Astronomers take a deeper, detailed look at a distant galaxy ‘megacluster’
Say cheese, Pandora.
An international team of astronomers, including researchers from Yale, has unveiled the latest deep field image from NASA’s James Webb Space Telescope (JWST): an unprecedented look at the region of space known as Pandora’s Cluster, with never-before-seen details of three galaxy clusters coming together to form a megacluster.
Pandora’s Cluster, named for the Greek myth, is located four billion light years from Earth. Astronomers often target it in observational surveys because of its ability to magnify much more distant galaxies behind it — a phenomenon called gravitational lensing. It allows researchers to peer at features from the early universe that would otherwise be impossible to observe.
Previous images from the Hubble Space Telescope looked only at the Pandora Cluster’s central core. The new image stitches together four JWST snapshots into one panoramic image that displays roughly 50,000 sources of near-infrared light.
“The image had a profound impact on me, both in terms of its beauty and its scientific potential,” said Pieter van Dokkum, the Sol Goldman Family Professor of Astronomy and professor of physics in Yale’s Faculty of Arts and Sciences.
“Along with the rest of the world, I had already seen what JWST could do, and I figured the new image would look similar to the first data unveiled back in July,” van Dokkum said. “However, the wider area and the much greater depth of the new image turned out to be yet another leap forward.”
The researchers used Webb’s Near-Infrared Camera (NIRCam) to capture Pandora’s Cluster with exposures lasting four-to-six hours, for a total of 30 hours of observing time.

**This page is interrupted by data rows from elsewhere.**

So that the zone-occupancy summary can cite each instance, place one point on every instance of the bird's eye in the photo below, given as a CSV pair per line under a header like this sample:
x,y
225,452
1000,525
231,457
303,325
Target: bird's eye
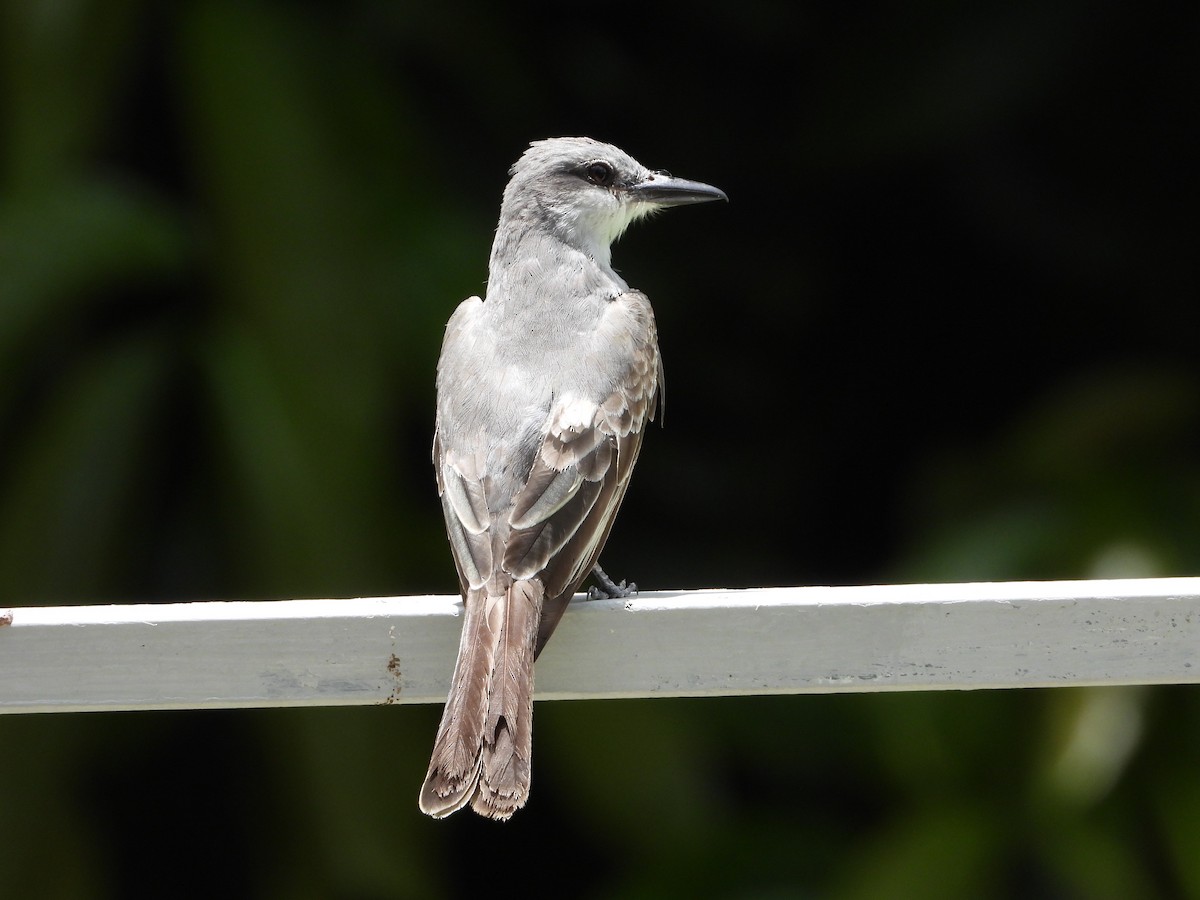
x,y
599,173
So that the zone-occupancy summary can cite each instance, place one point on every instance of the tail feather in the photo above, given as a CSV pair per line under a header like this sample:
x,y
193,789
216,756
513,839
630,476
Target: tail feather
x,y
484,745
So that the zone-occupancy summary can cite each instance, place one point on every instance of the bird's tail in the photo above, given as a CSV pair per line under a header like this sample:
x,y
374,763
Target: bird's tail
x,y
484,745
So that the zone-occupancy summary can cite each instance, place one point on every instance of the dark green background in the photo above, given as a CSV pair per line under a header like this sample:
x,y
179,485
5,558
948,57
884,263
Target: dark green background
x,y
946,329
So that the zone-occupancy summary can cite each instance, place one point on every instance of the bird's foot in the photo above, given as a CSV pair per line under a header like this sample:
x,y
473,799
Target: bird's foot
x,y
605,588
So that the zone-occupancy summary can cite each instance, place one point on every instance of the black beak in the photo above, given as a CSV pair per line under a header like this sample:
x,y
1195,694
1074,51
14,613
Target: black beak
x,y
664,190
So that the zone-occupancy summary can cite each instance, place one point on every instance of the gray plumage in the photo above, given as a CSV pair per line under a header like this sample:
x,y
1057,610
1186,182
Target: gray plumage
x,y
545,388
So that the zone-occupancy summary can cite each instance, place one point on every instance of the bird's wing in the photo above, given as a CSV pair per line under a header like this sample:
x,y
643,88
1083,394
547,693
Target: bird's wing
x,y
558,517
562,516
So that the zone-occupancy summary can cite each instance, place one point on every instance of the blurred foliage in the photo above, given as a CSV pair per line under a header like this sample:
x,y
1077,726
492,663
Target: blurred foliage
x,y
946,330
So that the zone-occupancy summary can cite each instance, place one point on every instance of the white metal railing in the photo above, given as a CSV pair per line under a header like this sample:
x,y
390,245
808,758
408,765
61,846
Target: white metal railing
x,y
659,643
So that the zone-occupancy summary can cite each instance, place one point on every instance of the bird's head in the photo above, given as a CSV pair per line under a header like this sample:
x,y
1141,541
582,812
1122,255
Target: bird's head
x,y
588,192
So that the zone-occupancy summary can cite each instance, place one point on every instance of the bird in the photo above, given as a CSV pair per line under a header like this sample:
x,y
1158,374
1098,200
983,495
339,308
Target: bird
x,y
544,390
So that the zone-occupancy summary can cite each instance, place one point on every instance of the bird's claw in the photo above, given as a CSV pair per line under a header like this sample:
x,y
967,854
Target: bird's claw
x,y
609,589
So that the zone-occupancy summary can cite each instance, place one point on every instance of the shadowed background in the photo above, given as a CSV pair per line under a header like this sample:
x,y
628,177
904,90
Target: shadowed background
x,y
946,329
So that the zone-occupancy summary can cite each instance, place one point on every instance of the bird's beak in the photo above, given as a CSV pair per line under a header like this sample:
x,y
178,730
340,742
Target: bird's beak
x,y
664,190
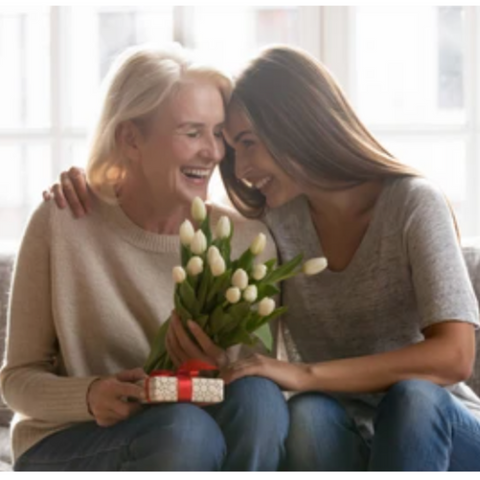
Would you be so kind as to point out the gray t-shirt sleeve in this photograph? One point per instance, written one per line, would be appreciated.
(440, 278)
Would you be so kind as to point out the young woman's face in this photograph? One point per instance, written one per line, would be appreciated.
(185, 143)
(253, 162)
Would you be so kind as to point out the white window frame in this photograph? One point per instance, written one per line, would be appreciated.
(338, 53)
(327, 33)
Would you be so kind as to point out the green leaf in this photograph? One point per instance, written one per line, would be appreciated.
(187, 297)
(264, 334)
(182, 312)
(202, 321)
(193, 281)
(268, 290)
(237, 336)
(216, 320)
(219, 286)
(204, 287)
(157, 348)
(270, 264)
(224, 249)
(205, 228)
(284, 271)
(276, 313)
(239, 311)
(246, 260)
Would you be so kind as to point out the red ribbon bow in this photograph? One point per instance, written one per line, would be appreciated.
(185, 373)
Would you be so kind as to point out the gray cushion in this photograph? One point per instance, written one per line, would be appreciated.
(472, 257)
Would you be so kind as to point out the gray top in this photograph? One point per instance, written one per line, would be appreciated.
(408, 273)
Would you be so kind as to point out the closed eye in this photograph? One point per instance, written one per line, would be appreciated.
(193, 134)
(247, 143)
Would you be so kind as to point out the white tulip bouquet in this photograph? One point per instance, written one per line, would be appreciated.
(231, 300)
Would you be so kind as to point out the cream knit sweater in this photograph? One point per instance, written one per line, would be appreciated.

Later this year, the researchers will use Webb’s Near-Infrared Spectrograph (NIRSpec) to obtain precise distance measurements and other detailed information about the lensed galaxies’ compositions — providing new insights into the early era of galaxy assembly and evolution.
“JWST was built to explore the earliest epochs of the formation of black holes and galaxies,” van Dokkum said. “To do that, one has to stare at the same area of sky for a long time, to find the very faintest and earliest objects that JWST can detect.”
Van Dokkum is a team member and advisory committee member for the Ultradeep NIRSpec and NIRCam ObserVations before the Epoch of Reionization (UNCOVER) program, which worked with Webb instruments to produce the new image. Marla Geha, a professor of astronomy and physics at Yale, also is part of the UNCOVER program.
As UNCOVER progresses, Yale graduate students also will begin working with the JWST data.
“With UNCOVER, we decided not to wait until later years of JWST’s mission, even though we did not know yet how the telescope would perform,” van Dokkum said. “Fortunately, JWST is performing flawlessly, and is even more sensitive than we had expected.”
UNCOVER’s principal investigators for the project are Rachel Bezanson of the University of Pittsburgh and Ivo Labbe of the Swinburne University of Technology in Australia.